The following images are the images I was using to try to warp and mosaic. I know some of these images aren't perfect, but I was trying to get my code working first before going back and perfecting the images. Since I never was able to get the code completely working, I just ended up sticking with these images.
I selected the points with ginput on python. I used this article as a guide to help me build my function to compute the homographies. I had difficulty finishing the project so I double checked my homogaphy implementation against cv2.findhomography() to double check my implementation was correct.
I had a lot of difficulties implementing my warp function. Below are the best results I could get. I couldn't figure out in the end how to remove the weird stretching artifacts. I think this is from the interpolation function I was using. I think if I could've found a way to 0 out that part of the image, the results would look a lot cleaner. Below are the left image, right image, and left image after warping.
I also tried to rectify my images as well, but the results did not turn out too well. The code for my attempt is in my notebook
Not done
I originally was using 6+ points for computing my homography and I was not getting my matrix correct. When I limited my points to just 4, my function immediately worked. I think in the future instead of assuming something won't work and trying to fix it ahead of time, I'll just try the simplest method first before trying something more clever or (what I think to be) more robust.
--------------------------------------
I used Prof. Eros's harris.py when implementing detecting corner features in an image. Below are the original left and right images and the detected corner features on those images.
ANMS was used to decrease the number of detected corner features while also trying to keep the set of points somewhat spread uniformly on the image. Below is the result of running ANMS on the same detected corner features as above.
To extract the features I blurred the image and downsampled the 40 x 40 window centered around each detected corner (which survived ANMS) to an 8 x 8 window. These features are then normalized (subtract mean and divide by standard deviation). To match features, the SSD is found between feature_i and every other feature_j. If the ratio of the best_match SSD and the second_best_match SSD is below some threshold (0.1), then feature_i and its best_match feature are assumed to be the same feature (this will be checked later in our next steps). Below shows the locations of the matched features in the left and right image (same images as above).

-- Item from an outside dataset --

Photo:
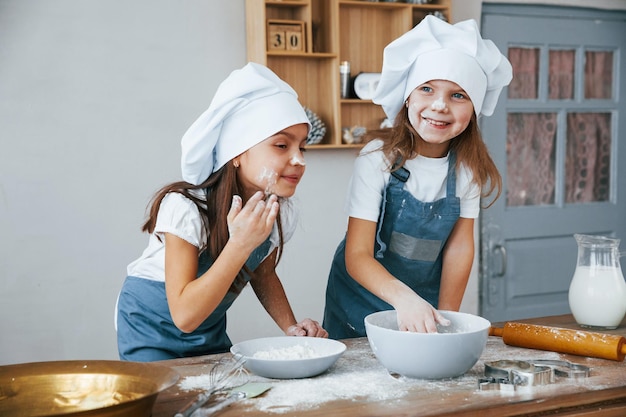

The RANSAC algorithm was used to find a set of points from each image such that a robust homography could be estimated from them. Below are the matched features after RANSAC for the left and right image (the main difference is the triplet of points on the couch which were thrown out).
After narrowing down our set of points with RANSAC, we can use these set of points to find a robust homography. With the homography matrix we can then warp our image and create the mosaic. Below are the original left and right image, the warped left image, and the final automated mosaic. The last image is the same mosaic but done through the methodology of part A. My code didn't work too well for part A so I fixed it and created the mosaic that way.
This section will show the other results I have. Each section will show the original images, the automated warped intermediate(s), the final automated mosaic, and the final manual mosaic (generated with fixed part A code). For these images it shows how the robust points from part B are better than part A. Specifically, the warps seem to be tighter (closer to all corners) and the mosaics are a bit clearer, at least to my eyes, from part B compared to part A, which is cool to see!
For this example I was not able to generate the results for part A. I fixed my code for part A for every other example, but was not able to get it working for mosaics with > 2 images.
I didn't realize how sensitive part A was w.r.t. the correspondences until I did part B. The automation of selecting points was much easier, at least for me, than selecting points and trying to get a good homography. I also learned how its important to write code that is easy to expand upon. For example, originally I was only warping my left image and creating the mosaic that way. However, for the 3 image mosaic I had to warp and mosaic the right image. This took me a while to figure out when I could've had a generic mosaic function that worked regardless of the direction. Another thing I learned was the importance of trying to balance out brightness and other natural things when taking the picture. I feel like some of my mosaics could have been a bit better if I was able to get the brightness more uniform across all the images. I tried normalizing the images, but some images (such as the Living Room 2 example) were too different in brightness intensities for the normalization to have a smoothening impact on the outputted mosaic.